Several theoretical and empirical models have been developed to predict performance parameters of TBMs (Farmer and Glossop 1980; Sato et al. 1991; Rostami and Ozdemir 1993). Farmer and Glossop (1980) proposed a model that calculates penetration rate (PR) values using the rock tensile strength and average cutter force. A strong relationship between the uniaxial compressive strength (UCS) of rock and the specific energy was introduced by Sanio (1985). The Colorado School of Mines (CSM) model has been developed and named after research works at the Colorado School of Mines. The first version of this model was developed by Ozdemir (1977) and updated by Rostami (1997). The CSM model was proposed based on rock properties and cutter and cutting geometry, and can predict the cutter forces for a given penetration (mm/rev). Yagiz (2002) made a modification of the CSM model through the addition of brittleness of intact rock and the fracture properties of the rock masses as indices to the model. Review of the previous investigations showed that the empirical and theoretical models are mainly based on the machine performance in given geological conditions, rock mass properties, and laboratory test results. The advantages of these models are their capability to use the ground conditions, especially the rock mass behavior. These models are limited in their use for scenarios where new machine parameters are introduced and also lack the ability to be used in machine design and optimization. Some of the empirical models are based on a single rock or machine property and, according to Ramezanzadeh (2005), these are not sufficient to give an acceptable prediction of the TBM performance when there are many influential parameters on the TBM performance. In general, as mentioned by several studies (e.g., Grima et al. 2000; Yagiz et al. 2009; Gong et al. 2016), the performance prediction of empirical and theoretical models is relatively low and there is a need to develop new methods/models for TBM performance prediction.

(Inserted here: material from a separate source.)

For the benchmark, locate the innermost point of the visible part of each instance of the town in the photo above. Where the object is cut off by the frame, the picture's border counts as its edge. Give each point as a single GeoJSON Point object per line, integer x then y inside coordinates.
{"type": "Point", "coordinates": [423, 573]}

Another group of TBM performance prediction models is considered as statistical approaches, which have been widely developed for the estimation of TBM performance. For example, Gong and Zhao (2009) performed a non-linear regression analysis on the data collected from two tunnels that were constructed in granitic rock masses in Singapore. They introduced an equation for estimating the rock mass boreability and stated that there is a meaningful relationship between the rock mass boreability index and four rock material and mass parameters (i.e., brittleness, UCS, orientation of joints, and joint count number). Statistical approaches suggest a relationship (i.e., linear and non-linear) between the independent/input and dependent/output parameters. Several researchers pointed out that these methods are not always robust enough to solve non-linear and complex problems (e.g., Grima and Babuška 1999). Additionally, the performance of the methods may be affected by the outliers and extreme values in the data. It can be mentioned that, in several cases, the performance of the statistical models is higher than that of the empirical and theoretical models (e.g., Benardos and Kaliampakos 2004; Benato and Oreste 2015), while in some other cases, the empirical and theoretical models are better (e.g., Rostami 1997). In order to improve the accuracy and reliability of the TBM performance predictive models, some other computational techniques, such as artificial intelligence (AI), may be considered as a suitable alternative.

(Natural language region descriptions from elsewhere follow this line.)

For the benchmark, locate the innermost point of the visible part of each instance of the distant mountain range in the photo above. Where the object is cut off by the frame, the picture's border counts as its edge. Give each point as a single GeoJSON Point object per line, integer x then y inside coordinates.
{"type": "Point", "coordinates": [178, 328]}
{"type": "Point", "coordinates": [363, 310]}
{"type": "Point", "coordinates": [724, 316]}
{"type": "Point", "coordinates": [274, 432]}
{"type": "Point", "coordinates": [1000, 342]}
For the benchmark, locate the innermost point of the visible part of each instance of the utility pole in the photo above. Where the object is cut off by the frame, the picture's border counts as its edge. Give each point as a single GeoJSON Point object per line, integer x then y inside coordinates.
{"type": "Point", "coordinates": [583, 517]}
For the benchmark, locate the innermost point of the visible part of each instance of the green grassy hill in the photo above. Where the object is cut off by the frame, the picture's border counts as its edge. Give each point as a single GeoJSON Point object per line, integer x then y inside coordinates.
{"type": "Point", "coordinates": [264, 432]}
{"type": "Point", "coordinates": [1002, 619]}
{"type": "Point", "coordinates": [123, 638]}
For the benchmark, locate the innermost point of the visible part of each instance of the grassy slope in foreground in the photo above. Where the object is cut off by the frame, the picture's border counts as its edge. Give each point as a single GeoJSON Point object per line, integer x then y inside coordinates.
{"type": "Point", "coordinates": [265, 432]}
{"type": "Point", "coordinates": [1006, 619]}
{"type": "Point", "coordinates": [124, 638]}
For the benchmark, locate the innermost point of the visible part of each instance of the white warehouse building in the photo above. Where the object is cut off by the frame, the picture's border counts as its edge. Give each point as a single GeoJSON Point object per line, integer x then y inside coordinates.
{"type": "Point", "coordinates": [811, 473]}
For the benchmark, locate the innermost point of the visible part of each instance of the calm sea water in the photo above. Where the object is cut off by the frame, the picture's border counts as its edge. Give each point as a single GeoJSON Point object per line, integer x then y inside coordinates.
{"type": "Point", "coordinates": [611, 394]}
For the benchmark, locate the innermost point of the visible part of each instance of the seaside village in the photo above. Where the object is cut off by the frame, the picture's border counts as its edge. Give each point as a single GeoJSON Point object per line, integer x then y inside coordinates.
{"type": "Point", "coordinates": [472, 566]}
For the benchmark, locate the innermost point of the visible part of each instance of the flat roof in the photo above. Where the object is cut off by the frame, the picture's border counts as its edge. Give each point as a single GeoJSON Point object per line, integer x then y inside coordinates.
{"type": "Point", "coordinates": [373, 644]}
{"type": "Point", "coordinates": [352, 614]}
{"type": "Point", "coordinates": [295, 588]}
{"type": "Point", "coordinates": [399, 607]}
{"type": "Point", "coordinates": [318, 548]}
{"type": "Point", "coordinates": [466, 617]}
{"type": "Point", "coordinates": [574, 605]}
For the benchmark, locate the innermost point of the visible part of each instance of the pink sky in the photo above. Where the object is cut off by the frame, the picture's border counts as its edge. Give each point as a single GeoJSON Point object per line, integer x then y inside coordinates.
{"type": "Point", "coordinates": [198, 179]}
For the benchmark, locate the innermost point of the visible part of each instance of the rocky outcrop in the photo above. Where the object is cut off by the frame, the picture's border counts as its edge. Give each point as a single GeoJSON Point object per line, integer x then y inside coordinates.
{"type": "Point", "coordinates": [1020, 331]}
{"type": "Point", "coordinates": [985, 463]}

AI techniques have been extensively developed to solve various problems in the field of geotechnical engineering (Hasanipanah et al. 2018; Koopialipoor et al. 2018a, b). To estimate TBM performance parameters such as PR and advance rate (AR), several techniques such as fuzzy logic (Ghasemi et al. 2014), artificial neural networks (ANNs) (Benardos and Kaliampakos 2004), particle swarm optimization (PSO) (Yagiz and Karahan 2011), adaptive neuro-fuzzy inference system (ANFIS) (Grima et al. 2000), imperialist competitive algorithm (ICA) (Armaghani et al. 2017), gene expression programing (Armaghani et al. 2018), and support vector regression (SVR) (Mahdevari et al. 2014) have been utilized. Grima et al. (2000) developed an ANFIS model for predicting PR values and found that the use of the ANFIS method is more accurate than using statistical methods. Benardos and Kaliampakos (2004) offered an ANN model to predict AR values. The SVR technique was modeled by Mahdevari et al. (2014) for the database collected from a water tunnel in the United States. Salimi et al. (2016) utilized ANFIS and SVR models to recommend a model for TBM PR prediction. They demonstrated that SVR was more efficient compared to an ANFIS model. Furthermore, Armaghani et al. (2017) developed hybrid models (combinations of ANN with ICA and PSO) to predict the PR values of TBMs.

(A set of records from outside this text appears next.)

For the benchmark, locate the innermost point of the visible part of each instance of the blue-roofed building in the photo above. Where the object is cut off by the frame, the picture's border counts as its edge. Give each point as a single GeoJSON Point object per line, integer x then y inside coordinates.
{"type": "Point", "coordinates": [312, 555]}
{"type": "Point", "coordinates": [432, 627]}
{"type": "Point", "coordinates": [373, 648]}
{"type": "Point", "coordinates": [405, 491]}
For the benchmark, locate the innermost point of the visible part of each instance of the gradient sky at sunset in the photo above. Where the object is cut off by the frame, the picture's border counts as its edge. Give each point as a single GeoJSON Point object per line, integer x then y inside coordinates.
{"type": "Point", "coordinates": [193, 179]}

There are many published/developed ANN-based models for solving geotechnical engineering problems (Gordan et al. 2018; Koopialipoor et al. 2018d). Although ANNs benefit from various gradient-based learning approaches to establish the prediction model, two major problems may occur during the learning process: (a) getting trapped in local minima and (b) slow convergence rate (Lee et al. 1991; Wang et al. 2004). One efficient way of alleviating these problems is to design an extended version of a pre-developed ANN, namely, deep neural networks (DNNs), which have been developed and used recently (Hinton and Salakhutdinov 2006; Hinton et al. 2006; Salakhutdinov et al. 2013). The DNNs model can provide a better implementation and, consequently, a higher performance prediction using the same database. DNNs have been successfully utilized in many bodies of applications, such as image classification and speech recognition (Hinton et al. 2012; Zeng et al. 2016). This study investigates the potential of DNNs in predicting the PR of TBM. A water transfer tunnel in Malaysia is studied and, based on the most influencing factors on the PR, a DNN model is established and tested against an ANN model. Finally, to identify the most accurate and reliable predictive model for PR estimation, both of the developed models are compared with each other.
Structure of DNNs
In recent years, according to the available evidence on the presence of structures in the human brain, researchers have tended to focus on the training of deep-layered neural networks (Serre et al. 2007). This is despite the fact that the usual network training with more than two hidden layers often leads to poor results. So when all layers are tested to be trained through a standard function such as the degree of similarity to inputs or similarity to desirable classes, the results may be worse than shallow models (Erhan 2011). This is due to the increase in the number of active local minima in these structures, which depends on the type of functions and initialization of the network parameters (Bengio 2012). In other words, in teaching the deep structures of the network, the problem of localized minima becomes more tangible as the number of layers and neurons increases (Plath et al. 2008). Therefore, initializing appropriate network weights in order to converge their education seems to be necessary. It is necessary to have several successive stages of pre-education such that each stage of pre-education is a prerequisite for the next educational stage to pass the teaching process from the barriers of the local minimum.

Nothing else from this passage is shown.